I hauled a dining room chair into the kitchen and attached his booster seat. I figured I'd still be handing him most of the food, but he'd have small piles on his tray to play with. And heck, we have dogs who'd be delighted to clean up the windfalls. And sure, it took him a while to get the hang of delivering food to his mouth himself, but really, he got pretty damned good pretty damned fast. He already had a raking grasp at that point, and he quickly developed a sort of modified pincer, where he grabs pieces between his thumb and side of his bent index finger. It wasn't a a couple of weeks before I realized I wasn't feeding him at all anymore, except the few things he still got on a spoon (cottage cheese, stewed fruit, yoghurt).

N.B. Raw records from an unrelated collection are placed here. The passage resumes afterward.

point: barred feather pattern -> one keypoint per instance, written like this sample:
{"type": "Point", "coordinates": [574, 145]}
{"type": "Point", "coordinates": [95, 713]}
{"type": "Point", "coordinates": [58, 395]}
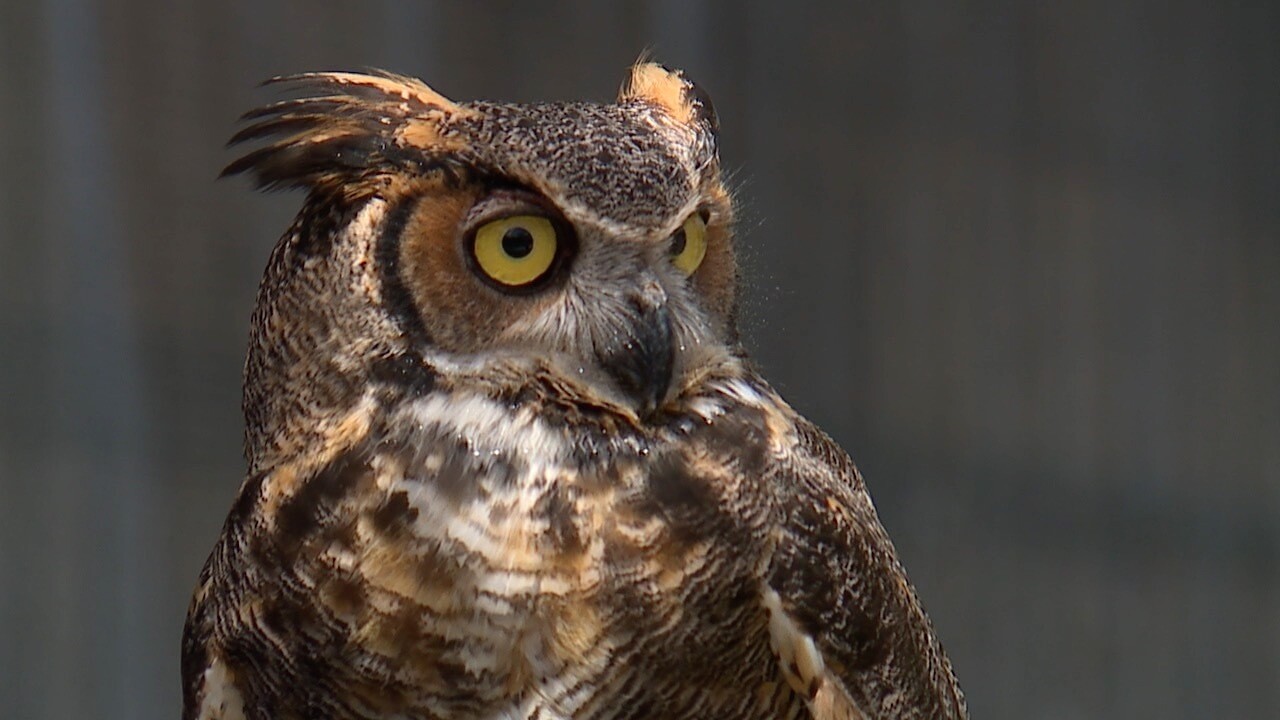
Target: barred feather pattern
{"type": "Point", "coordinates": [496, 557]}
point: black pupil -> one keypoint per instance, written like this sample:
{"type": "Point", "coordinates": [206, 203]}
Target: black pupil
{"type": "Point", "coordinates": [517, 242]}
{"type": "Point", "coordinates": [679, 241]}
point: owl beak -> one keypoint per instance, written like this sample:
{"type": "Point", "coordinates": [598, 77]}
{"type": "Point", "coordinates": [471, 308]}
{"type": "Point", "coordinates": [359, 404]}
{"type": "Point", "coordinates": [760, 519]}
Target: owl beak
{"type": "Point", "coordinates": [641, 358]}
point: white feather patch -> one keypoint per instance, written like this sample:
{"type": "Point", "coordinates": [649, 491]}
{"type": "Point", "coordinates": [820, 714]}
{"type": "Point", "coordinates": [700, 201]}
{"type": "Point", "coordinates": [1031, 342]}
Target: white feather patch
{"type": "Point", "coordinates": [220, 698]}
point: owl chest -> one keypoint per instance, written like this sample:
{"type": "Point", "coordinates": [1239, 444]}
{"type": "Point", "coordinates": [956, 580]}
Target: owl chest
{"type": "Point", "coordinates": [513, 580]}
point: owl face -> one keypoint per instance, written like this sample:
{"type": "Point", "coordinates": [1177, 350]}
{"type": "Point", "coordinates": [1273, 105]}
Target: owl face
{"type": "Point", "coordinates": [594, 240]}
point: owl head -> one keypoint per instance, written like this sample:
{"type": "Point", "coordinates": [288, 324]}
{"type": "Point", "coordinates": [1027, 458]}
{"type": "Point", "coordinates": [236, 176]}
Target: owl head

At nearly nine months, he's eating dreary-ohs, zucchini with olive oil and herbs, several kinds of cheese, crackers, chicken, egg yolks, pineapple, oranges. At each meal, he generally gets two kinds of grains, two or three fruits or veg, one or two dairy or proteins, and a sippy cup of water, which he manages very well himself.

Last week, he and I ate lunch out with friends at an Indian restaurant, and he tried tandoori chicken and naan. Big smile for the tandoor.

Still no dice on avocado, though.

(Edit: I should have made it clear that he's been breastfeeding enthusiastically throughout.)

1 comment:

Lainey said...

I had to laugh as I read this - I love avocado, but my children do not. My father who HATES anything to do with avocado finds this hysterical.

Completely random, but your post made me think of it and smile to myself.